ADEPT: A dataset for evaluating prosody transfer

We published two papers at Interspeech this year (hooray 🎉). The first, Ctrl-P provides interpretable, temporally-precise, and disentangled control of prosodic features in TTS, and you can read more about it in its accompanying blog post here. This blog post covers our second paper, ADEPT, whose related dataset can be found on Zenodo. For a step-by-step guide on how to perform an ADEPT evaluation, refer to our tutorial.

In the ADEPT paper, we propose a new system of evaluation for English prosody transfer in text-to-speech (TTS). By prosody transfer (PT) we mean the process of transferring the prosody from a natural reference speech sample onto generated synthesised speech, usually with the aim of making the synthesis more expressive. The aim of our proposal is two fold:

  1. We want to establish a benchmark of expected performance of PT models.
  2. We want to create a system by which PT models can be compared against each other.

But a bit of background first.

How has prosody transfer been evaluated in the past?

One common method for PT evaluation is the anchored prosody side-by-side (AXY) test, introduced in Skerry-Ryan et al. 2018, in which listeners rate a reference sample A on a 7-point scale of closeness between two samples: a baseline X and the model-generated Y. We see this method in other works, including Battenberg et al. 2019, and Gururani et al. 2020. Though such a method can clearly show improvement over a baseline, it is susceptible to cherry-picked references. For example, if a model is particularly good at transferring duration, and all the reference samples are sentences in which grammatical pauses matter prosodically, this model will score quite high in an AXY task, signifying that it is great at PT, even if it is poor at transferring F0.

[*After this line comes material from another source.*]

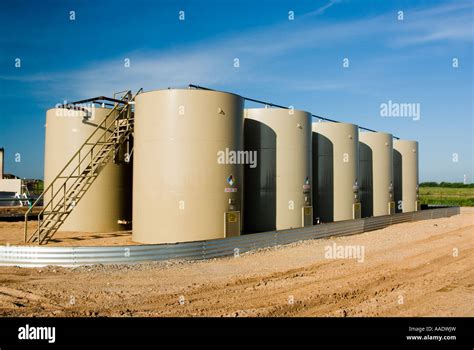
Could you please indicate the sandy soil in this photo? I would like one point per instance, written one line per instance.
(412, 269)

Karlapati et al. 2020 overcome this problem by using linguists to evaluate their samples on five aspects of speech related to prosody: rhythm, emphasis, syllable length, melody, and loudness. Though effective, this method is expensive; trained linguists are hard to come by, which results in fewer overall evaluators. Additionally, such a method might be hard to scale across languages other than English, if there are even fewer native-speaking linguists in the target language.

We’ve also seen some researchers use naturalness MOS scores as a proxy for successful transfer, including Sun et al. 2020. But naturalness and prosody are two different aspects of speech. For example, you can have high naturalness with limited prosody (i.e. a monotonic assistant voice). Therefore we don’t believe MOS for naturalness is a sufficient metric for PT.

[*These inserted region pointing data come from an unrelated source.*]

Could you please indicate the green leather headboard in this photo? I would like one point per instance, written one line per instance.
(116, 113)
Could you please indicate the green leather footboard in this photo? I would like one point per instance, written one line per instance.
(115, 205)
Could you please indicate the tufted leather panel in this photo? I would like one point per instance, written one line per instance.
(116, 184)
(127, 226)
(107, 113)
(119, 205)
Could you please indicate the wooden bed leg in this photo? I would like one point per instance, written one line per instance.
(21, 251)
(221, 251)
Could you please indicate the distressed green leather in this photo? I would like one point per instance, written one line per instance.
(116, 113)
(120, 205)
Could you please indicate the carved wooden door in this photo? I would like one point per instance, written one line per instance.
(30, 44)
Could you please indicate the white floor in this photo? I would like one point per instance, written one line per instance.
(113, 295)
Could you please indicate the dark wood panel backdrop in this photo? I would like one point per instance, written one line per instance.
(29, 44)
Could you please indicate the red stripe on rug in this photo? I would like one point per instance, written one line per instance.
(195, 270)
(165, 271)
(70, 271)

Perhaps my favourite subjective evaluation we’ve seen is that proposed by Lee et al. 2019, who claim that successful transfer of a song demonstrates successful transfer of prosody. Though this is a compelling proposal because pitch is fundamental to a song melody, F0 is not the only acoustic cue to prosody, as we discuss in the next section.

Ultimately, such a variety of evaluation methods demonstrates a clear lack of consistency in what is meant by prosody in the context of prosody transfer. Such a lack of clarity encumbers progress in this field, because improvements are very hard to measure.

But not to worry! In the following section, we introduce several prosodic phenomena in detail, and their perceivability, that one may encounter in prosody transfer tasks. In subsequent sections, we explain how we recorded samples of these phenomena, and used these natural recordings to determine appropriate evaluation designs based on such perceivability. Finally, we show how these evaluation designs can be used to evaluate PT models.

Previous research has told us a lot about prosody

In fact, linguistics has given us a good definition of prosody that we can work off of to build a more comprehensive evaluation system: high-level structures that account for F0, duration, amplitude, spectral tilt, and segmental reduction patterns in speech (Shattuck-Hufnagel & Turk 1996). Using this definition, we can identify many different classes of speech with such a prosodic effect.

Speech classes with prosodic effect

For ADEPT, we found six: emotion, interpersonal attitude, propositional attitude, topical emphasis, syntactic phrasing, and marked tonicity.

Whilst emotion refers to a speaker’s inner state, attitude is towards something external. For example, a speaker can sound happy or sad (emotion), but they can also sound friendly or polite towards the listener (interpersonal attitude) or incredulous or surprised by what they are saying (propositional attitude). Previous literature has shown all three of these classes of speech to have prosodic effects on F0, amplitude, duration, and spectral tilt.

Topical emphasis refers to particular words in a sentence being emphasised as opposed to other words. For example NOT in the sentence “I will NOT go.” It has prosodic effects on F0, amplitude, and duration.

By syntactic phrasing, we mean grammatical pauses within a sentence, such as the pause after yesterday in the sentence “Yesterday, I went to the park.” This class has durational prosodic effect both on the length of pauses themselves, and the word preceding a pause.

And lastly, we use marked tonicity to refer to the phenomenon in English speech in which there will always be a syllable that carries the greatest lexical stress across the sentence. Like topical emphasis, it has prosodic effects on F0, amplitude, and duration, but also on segmental reduction. If you are unfamiliar with segmental reduction, listen to the following sample, and notice how I have ‘reduced’ my pronunciation of the word to to being very short.



If you’re familiar with IPA, note how the word is reduced from /tuː/ to /tə/.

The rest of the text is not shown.